THE SABBATHDAY RIVER

by Jean Hanff Korelitz

Pub Date: April 1st, 1999
ISBN: 0-374-25323-4
Publisher: Farrar, Straus and Giroux

The murder of an unidentified newborn baby prompts a group of women to reexamine their place on the scale ranging from cost-free political commitment on one end to intractable personal lives on the other. Set in the conservative small town of Goddard, New Hampshire, in the late 1980s, the story opens as Naomi Roth discovers a dead infant girl floating in the Sabbathday River near town. Naomi has established Flourish, a profitable cooperative of craftswomen, in the spirit of her 1960s-inspired liberalism.

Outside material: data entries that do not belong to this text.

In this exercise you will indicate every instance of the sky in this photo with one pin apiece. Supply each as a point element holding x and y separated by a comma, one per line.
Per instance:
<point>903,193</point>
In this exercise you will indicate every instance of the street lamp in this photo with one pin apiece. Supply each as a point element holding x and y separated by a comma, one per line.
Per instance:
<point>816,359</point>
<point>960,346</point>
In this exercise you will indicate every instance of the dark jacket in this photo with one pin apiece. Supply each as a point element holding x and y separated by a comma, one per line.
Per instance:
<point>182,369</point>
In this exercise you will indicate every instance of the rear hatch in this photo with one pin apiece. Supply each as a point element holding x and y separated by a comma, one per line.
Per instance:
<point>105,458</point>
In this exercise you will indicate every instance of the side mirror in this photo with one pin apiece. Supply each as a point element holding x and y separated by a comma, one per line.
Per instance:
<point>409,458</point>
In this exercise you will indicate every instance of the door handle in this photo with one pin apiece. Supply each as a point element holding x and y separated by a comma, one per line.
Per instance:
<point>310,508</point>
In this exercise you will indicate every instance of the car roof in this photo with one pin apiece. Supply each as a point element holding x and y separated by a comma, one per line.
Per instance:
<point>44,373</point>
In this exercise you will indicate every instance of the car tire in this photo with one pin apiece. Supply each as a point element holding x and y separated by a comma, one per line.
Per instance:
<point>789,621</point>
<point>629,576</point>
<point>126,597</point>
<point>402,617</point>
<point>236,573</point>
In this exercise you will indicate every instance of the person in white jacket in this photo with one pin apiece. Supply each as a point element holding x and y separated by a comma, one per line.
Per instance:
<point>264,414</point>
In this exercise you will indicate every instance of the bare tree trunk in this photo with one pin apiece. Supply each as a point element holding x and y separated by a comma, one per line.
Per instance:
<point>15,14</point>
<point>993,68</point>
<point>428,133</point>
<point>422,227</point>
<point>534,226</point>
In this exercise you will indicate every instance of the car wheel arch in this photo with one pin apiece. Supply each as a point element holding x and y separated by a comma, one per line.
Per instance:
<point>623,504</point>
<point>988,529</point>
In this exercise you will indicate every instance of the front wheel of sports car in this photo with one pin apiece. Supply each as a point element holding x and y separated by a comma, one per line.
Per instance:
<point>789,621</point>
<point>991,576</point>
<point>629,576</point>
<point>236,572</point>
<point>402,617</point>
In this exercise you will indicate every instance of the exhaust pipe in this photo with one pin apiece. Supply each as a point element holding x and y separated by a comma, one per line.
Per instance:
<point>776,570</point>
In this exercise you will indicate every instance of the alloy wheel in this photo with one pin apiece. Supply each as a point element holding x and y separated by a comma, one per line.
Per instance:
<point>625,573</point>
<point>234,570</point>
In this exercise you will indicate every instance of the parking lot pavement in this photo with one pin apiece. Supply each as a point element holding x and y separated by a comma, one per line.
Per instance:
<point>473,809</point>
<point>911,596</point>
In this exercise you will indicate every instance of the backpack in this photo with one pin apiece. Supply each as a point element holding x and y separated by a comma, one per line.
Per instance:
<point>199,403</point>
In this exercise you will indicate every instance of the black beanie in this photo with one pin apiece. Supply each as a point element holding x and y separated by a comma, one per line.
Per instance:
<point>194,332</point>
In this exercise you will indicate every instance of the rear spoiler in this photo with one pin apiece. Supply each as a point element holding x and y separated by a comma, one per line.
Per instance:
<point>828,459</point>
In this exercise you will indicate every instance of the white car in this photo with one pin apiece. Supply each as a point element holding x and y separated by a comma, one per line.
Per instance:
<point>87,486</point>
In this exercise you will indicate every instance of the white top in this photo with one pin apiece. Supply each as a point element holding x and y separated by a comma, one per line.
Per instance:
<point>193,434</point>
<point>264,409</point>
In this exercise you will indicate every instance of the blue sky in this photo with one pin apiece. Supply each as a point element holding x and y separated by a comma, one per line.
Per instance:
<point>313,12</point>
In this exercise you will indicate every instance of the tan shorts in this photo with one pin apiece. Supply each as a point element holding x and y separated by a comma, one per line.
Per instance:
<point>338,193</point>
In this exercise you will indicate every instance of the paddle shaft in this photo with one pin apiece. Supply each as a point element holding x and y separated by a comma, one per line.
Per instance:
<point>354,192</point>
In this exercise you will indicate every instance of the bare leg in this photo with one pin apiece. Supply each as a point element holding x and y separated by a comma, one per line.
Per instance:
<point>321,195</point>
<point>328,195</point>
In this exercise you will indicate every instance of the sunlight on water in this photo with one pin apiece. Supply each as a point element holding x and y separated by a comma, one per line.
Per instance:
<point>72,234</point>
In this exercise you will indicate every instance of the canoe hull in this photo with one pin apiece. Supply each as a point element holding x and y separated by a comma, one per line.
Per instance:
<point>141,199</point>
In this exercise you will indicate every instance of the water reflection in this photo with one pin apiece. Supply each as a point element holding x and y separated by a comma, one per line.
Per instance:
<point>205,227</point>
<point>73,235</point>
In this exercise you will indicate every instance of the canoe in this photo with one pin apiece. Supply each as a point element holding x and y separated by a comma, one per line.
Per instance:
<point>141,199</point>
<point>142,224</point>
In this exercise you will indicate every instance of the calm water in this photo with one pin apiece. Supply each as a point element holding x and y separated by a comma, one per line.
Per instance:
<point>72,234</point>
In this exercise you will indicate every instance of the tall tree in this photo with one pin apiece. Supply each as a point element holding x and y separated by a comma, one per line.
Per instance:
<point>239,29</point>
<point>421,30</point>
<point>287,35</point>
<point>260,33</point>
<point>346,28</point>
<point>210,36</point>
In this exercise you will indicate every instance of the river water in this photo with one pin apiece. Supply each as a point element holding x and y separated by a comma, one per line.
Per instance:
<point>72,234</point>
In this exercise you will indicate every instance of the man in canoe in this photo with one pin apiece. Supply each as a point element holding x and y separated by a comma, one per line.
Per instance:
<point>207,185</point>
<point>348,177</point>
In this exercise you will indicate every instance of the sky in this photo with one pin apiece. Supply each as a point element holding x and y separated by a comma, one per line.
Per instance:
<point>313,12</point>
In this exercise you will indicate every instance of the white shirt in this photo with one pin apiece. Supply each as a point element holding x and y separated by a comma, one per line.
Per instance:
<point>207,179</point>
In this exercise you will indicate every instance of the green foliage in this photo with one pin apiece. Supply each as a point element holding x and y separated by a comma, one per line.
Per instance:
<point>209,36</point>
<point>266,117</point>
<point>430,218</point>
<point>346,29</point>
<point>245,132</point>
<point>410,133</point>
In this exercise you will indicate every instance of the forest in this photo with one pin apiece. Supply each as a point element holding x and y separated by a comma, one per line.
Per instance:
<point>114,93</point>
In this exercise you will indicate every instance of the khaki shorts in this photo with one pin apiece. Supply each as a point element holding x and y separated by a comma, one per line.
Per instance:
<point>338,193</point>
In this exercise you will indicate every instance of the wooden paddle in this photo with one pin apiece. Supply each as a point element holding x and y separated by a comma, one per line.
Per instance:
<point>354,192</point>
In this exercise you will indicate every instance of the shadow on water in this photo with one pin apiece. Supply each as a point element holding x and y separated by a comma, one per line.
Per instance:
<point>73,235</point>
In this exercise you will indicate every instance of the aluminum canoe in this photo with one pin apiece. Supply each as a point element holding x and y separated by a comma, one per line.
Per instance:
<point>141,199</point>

As an avid feminist, socialist, and atheist, then, she is outraged when the investigation into the murder—led by duplicitous state prosecutor Charter’selects Heather Pratt, a young, unconventional single mother, as its main suspect. When Naomi discovers another dead baby girl behind Pratt’s house—this one actually Heather’s—Pratt is charged with a double murder, and Naomi’s astonishment curdles into rage at this patent injustice. Allied with Judith Friedman, an aggressive lawyer and, like Naomi, a transplanted New Yorker, Naomi assembles a defense for Heather that culminates in a suspense-filled trial that destroys Charter’s case. Yet Naomi’s notion of the political nobility of the defense is corrupted as Korelitz (A Jury of Her Peers, 1996) reveals the hidden motives underwriting the action of most of the players. Search not for a virtuous man here: except for the good women’s lovers, the male species is generally freeloading, irresponsible, arrogant, and unreliable. Nonetheless, Korelitz plots so well, and writes her women so persuasively, that the story suffers only slightly from this lack of dimension. An often gripping account onto which Korelitz has grafted some minor themes concerning patriarchal exploitation, the role of faith and God, and the obstacles facing strong, sexually threatening women. If these don—t burden the novel too badly, they do distract from a powerful tale of the tragic enigma of murdered children (First Printing of 100,000; Book-of-the-Month Club/Quality Paperback Book Club main selection).